Una cupa angoscia, l'impossibilità a trovare una identità, la sofferenza profonda e una difficoltà quasi fisica ad instaurare rapporti autentici: un male di vivere insomma che appare già evidente fin dalle prime pagine.
"Voglio amare qualcuno perché voglio essere amata": ed è proprio la paura di essere scoperta in questa incapacità all'amore che le crea devastanti paure, depressioni, sconfinamenti quasi nella pazzia.
"Resta il terrore di non avere genitori, né persone grandi e mature, pronte a consigliarmi e amarmi a questo mondo": ma ancora di più la paura della solitudine, una così profonda sensazione di perdita, di lutto che semplificatoriamente si potrebbe collegare (lei stessa compie a un tratto questa operazione) all'abbandono del padre. E così l'odio/amore per la madre, la paura di quella simbiosi che cerca, e che le toglie ogni possibilità di autonomia, (simbiosi che riprodurrà nel rapporto col marito), il "desiderio di essere manipolata" per non affrontare la disperazione che la domina, sono tutte chiavi di lettura della sua esistenza. Frequente è nel Diario l'accenno al suo essere donna, bella, desiderata, e al rifiuto per quella sensualità che vede trasparire dal suo corpo che pure vuole perfetto, più per gusto estetico che per volontà di seduzione. La passione, il desiderio che pure sono componenti importanti di sé, la sgomentano e l'attraggono nello stesso tempo, in fondo permane sempre un invidia nei confronti del maschio e una difficile accettazione della sua identità femminile. Eppure, fin da giovanissima, la sofferenza amorosa era stata per lei una costante: sicurezza di esistere, di sentire, di perdersi in un altro per ritrovarsi. Un episodio adolescenziale, una violenza a cui era sfuggita e che non aveva potuto raccontare alla madre, troppo distratta in quel momento per prestare attenzione all'aspetto sconvolto della figlia, era rimasto impresso in lei come simbolo di un furto, di un imbroglio giocato alla sua ingenuità.

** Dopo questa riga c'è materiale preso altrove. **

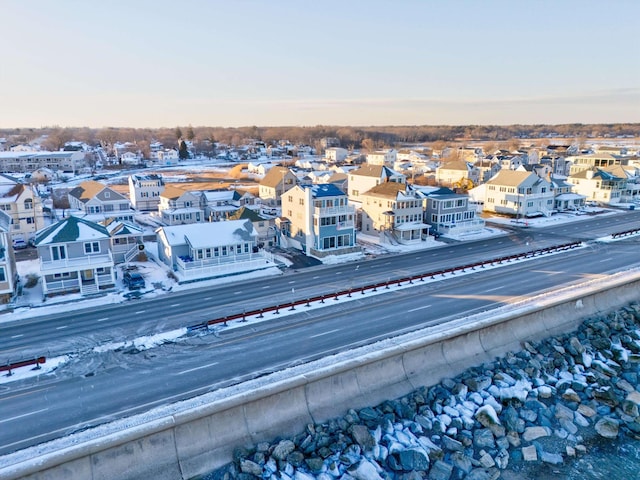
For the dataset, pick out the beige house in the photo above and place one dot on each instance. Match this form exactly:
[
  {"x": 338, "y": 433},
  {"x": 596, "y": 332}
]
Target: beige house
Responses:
[
  {"x": 24, "y": 207},
  {"x": 518, "y": 193},
  {"x": 457, "y": 173},
  {"x": 179, "y": 207},
  {"x": 277, "y": 181},
  {"x": 368, "y": 176},
  {"x": 393, "y": 210},
  {"x": 599, "y": 185}
]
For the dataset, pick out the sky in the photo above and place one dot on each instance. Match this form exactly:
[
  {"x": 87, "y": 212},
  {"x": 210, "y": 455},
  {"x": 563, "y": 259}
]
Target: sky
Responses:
[{"x": 160, "y": 63}]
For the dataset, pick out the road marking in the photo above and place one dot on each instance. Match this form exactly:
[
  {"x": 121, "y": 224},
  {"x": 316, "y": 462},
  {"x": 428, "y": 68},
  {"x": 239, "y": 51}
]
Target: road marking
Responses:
[
  {"x": 418, "y": 308},
  {"x": 23, "y": 415},
  {"x": 196, "y": 368},
  {"x": 325, "y": 333},
  {"x": 492, "y": 289}
]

Il rapporto col lavoro, il lavoro manuale (piantare fragole nei campi o servire in un bar) aveva avuto nella sua prima giovinezza un ruolo positivo. La stanchezza porta ad una forma di positivo abbandono, di dimenticanza necessaria, di semplicità interiore: tutto ciò non avviene invece quando il lavoro è quello letterario, quello della creazione artistica.

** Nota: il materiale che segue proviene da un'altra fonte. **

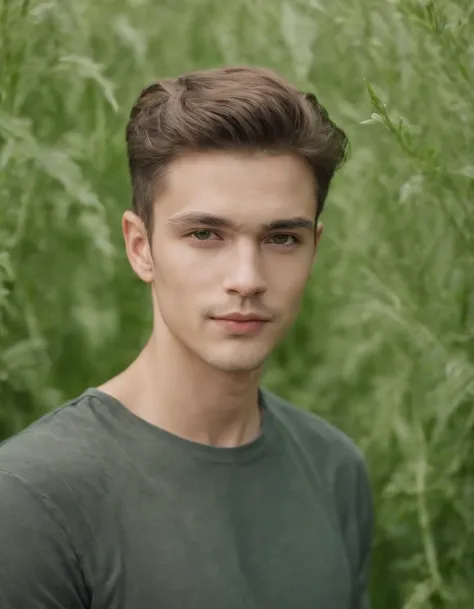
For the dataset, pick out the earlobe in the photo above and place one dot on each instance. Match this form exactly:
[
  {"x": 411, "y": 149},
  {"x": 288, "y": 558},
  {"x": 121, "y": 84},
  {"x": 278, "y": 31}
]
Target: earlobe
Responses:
[
  {"x": 137, "y": 246},
  {"x": 317, "y": 237}
]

Il rapporto con la scrittura, la sensazione di avere grandi cose da scrivere, l'incapacità di tradurle nella pagina scritta, perché "fa male non essere perfetti", la ricerca di modalità di comunicazione letteraria che le permettano di essere accolta e pubblicata, la conduce alla costruzione di maschere, sia nella scrittura che nella vita, maschere di cui non si sa liberare nemmeno con l'elettroshock e che finiranno col soffocarla. Ted Hughes, nella prefazione, dichiara che solo pochi versi detti da lei in un momento di abbandono, poco prima del suicidio, gli avevano rivelato la verità di quella donna a cui era stato perennemente vicino per sei anni: ben forti quindi dovevano essere le maschere che coprivano il suo essere.
Quando, cadute le immagini di sé che aveva dolorosamente offerto al mondo, le resta solo la verità di una vita inappagata, di un bisogno di amore insoddisfatto, di una identità irrisolta e perennemente lacerata, l'unica via d'uscita resta la morte.